CUMULO: a benchmark dataset for training and evaluating global cloud classification models
Paper: https://arxiv.org/abs/1911.04227
Code and data: https://github.com/FrontierDevelopmentLab/CUMULO
Source data: Moderate Resolution Imaging Spectroradiometer (MODIS) from Aqua satellite and 2B-CLDCLASS-LIDAR
Description: the dataset provides the global 1km-resolution imagery of the MODIS aligned with the accurately measured cloud properties of the CloudSat products. It contains three years of 1354 x 2030 pixel hyperspectral images combined with pixel-width ‘tracks’ of cloud labels, corresponding to the eight World Meteorological Organization genera.
Deepti: Deep-Learning-Based Tropical Cyclone Intensity Estimation System (+ Competition)
Code and data: http://registry.mlhub.earth/10.34911/rdnt.xs53up/
Source data: GOES
Description: A collection of tropical storms in the Atlantic and East Pacific Oceans from 2000 to 2019 with corresponding maximum sustained surface wind speed. This dataset is split into training and test categories for the purpose of a competition. The train set consists of 70,257 images and the test set consists of 44,377 image, each one being 366 x 366 pixels
EarthNet2021: A novel large-scale dataset and challenge for forecasting localized climate impacts
Paper: https://arxiv.org/abs/2012.06246
Code and data: https://www.earthnet.tech/
Source data: Sentinel 2
Description: Curated dataset containing target spatio-temporal Sentinel 2 satellite imagery at 20 m resolution, matched with high-resolution topography and mesoscale (1.28 km) weather variables. With over 32000 samples it is suitable for training deep neural networks.
The ExtremeWeather Dataset
Paper: https://arxiv.org/abs/1612.02095
Code and data: https://github.com/eracah/hur-detect, https://extremeweatherdataset.github.io/
Source data: CAM5
Description: Consists of 768 × 1152 images of the global atmospheric state with a spatial resolution of 25 km and separated by 6 hour intervals from 1979 to 2005. There are 16 channels of images that correspond to different variables such as surface pressure, surface temperature and humidity of the reference altitude.
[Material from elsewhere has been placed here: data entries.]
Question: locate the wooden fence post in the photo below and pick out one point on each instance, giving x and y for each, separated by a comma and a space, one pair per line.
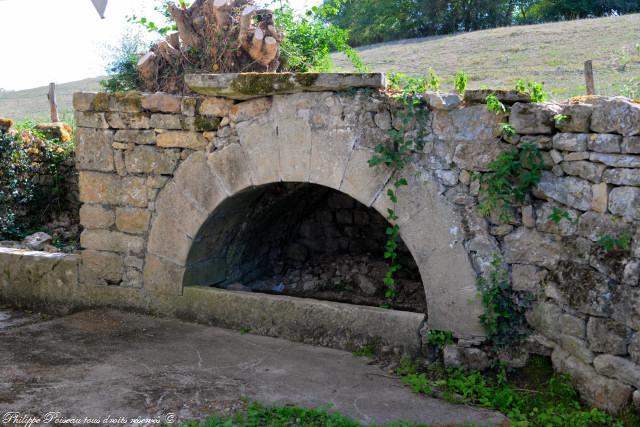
52, 102
588, 76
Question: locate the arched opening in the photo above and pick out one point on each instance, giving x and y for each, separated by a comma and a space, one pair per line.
302, 240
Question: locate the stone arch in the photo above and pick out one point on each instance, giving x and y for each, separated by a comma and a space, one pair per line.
285, 145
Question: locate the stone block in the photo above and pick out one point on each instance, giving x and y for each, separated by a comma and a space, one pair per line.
476, 155
132, 220
571, 141
533, 119
616, 160
607, 336
83, 101
527, 278
162, 276
219, 107
566, 227
166, 121
600, 200
150, 160
162, 103
444, 101
91, 120
259, 141
96, 216
578, 118
473, 123
631, 145
101, 268
93, 150
622, 177
619, 368
576, 347
625, 201
330, 153
605, 143
143, 137
249, 110
111, 241
182, 139
616, 115
569, 191
597, 390
110, 189
128, 120
634, 348
189, 106
525, 246
594, 225
585, 170
229, 164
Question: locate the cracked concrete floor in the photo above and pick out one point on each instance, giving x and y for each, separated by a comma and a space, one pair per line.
101, 362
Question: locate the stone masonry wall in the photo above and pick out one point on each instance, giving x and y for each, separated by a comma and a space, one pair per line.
586, 313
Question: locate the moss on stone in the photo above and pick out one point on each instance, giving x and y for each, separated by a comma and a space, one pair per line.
129, 100
262, 83
307, 79
101, 103
206, 124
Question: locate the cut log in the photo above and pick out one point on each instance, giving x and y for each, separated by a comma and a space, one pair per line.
213, 35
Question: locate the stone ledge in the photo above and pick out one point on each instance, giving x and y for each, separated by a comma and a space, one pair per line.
325, 323
253, 85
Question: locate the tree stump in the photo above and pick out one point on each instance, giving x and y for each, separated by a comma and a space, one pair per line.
214, 36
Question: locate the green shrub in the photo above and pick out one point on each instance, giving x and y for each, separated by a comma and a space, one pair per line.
123, 65
34, 171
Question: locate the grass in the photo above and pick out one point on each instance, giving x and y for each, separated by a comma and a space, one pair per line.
32, 104
551, 53
534, 396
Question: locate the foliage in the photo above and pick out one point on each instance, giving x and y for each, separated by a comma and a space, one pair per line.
554, 403
162, 28
408, 93
560, 119
307, 47
510, 178
440, 338
123, 65
374, 21
558, 215
27, 159
610, 243
533, 88
433, 81
311, 38
495, 105
460, 82
503, 318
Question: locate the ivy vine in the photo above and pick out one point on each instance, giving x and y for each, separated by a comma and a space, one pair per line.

In addition, there are boundary boxes and class labels for 4 types of extreme weather events: Tropical Depressions, Tropical Cyclones, Extratropical Cyclones and Atmospheric Rivers.
FlowDB: A new large scale river flow, flash flood, and precipitation dataset
Paper: https://arxiv.org/abs/2012.11154
Code and data: https://flow-forecast.atlassian.net/wiki/spaces/FF/pages/33456135/FlowDB+Dataset (Not public)
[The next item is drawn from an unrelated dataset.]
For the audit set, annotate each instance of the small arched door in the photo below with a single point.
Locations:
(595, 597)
Source data: USGS, SNOTEL, NOAA, ASOS,EcoNet
Description: An hourly river flow and precipitation dataset and a second subset of flash flood events with damage estimates and injury counts. Created for general stream flow forecasting and flash flood damage estimation.
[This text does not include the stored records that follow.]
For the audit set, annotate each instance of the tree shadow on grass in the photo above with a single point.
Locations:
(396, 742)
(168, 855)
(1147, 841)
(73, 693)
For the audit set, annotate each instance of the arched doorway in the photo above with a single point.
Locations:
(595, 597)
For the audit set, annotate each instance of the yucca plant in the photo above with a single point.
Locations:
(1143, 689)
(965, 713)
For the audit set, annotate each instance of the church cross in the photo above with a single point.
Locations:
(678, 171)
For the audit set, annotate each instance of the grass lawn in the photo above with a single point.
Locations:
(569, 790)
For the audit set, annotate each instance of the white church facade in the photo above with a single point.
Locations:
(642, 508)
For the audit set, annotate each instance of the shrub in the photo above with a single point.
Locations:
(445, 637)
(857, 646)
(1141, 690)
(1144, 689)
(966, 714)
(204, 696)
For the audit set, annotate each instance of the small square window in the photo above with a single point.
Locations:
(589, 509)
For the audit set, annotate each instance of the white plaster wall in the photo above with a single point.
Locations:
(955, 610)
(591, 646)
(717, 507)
How Much Did It Rain I and II
Code and data: https://www.kaggle.com/c/how-much-did-it-rain and https://www.kaggle.com/c/how-much-did-it-rain-ii
Source data: US Radar and rain gauges
Description: Estimate rainfall probability distribution from Dual Pol. radar data.
MeteoNet, an open reference weather dataset by METEO FRANCE
Code and data: https://github.com/meteofrance/meteonet
Source data: AROME/ARPEGE forecasts, radar reflectivity and ground stations over France
Description: Multi source dataset of forecasts and observations over France spanning 3 years
Neural Networks for Postprocessing Ensemble Weather Forecasts
Paper: Rasp and Lerch 2018
Code and data: https://github.com/slerch/ppnn
Source data: TIGGE forecasts and station observations over Germany
Description: Ensemble temperature postprocessing of station observations over Germany. 9 years of data at 500 stations. Predictors include temperature as well as a range of other variables.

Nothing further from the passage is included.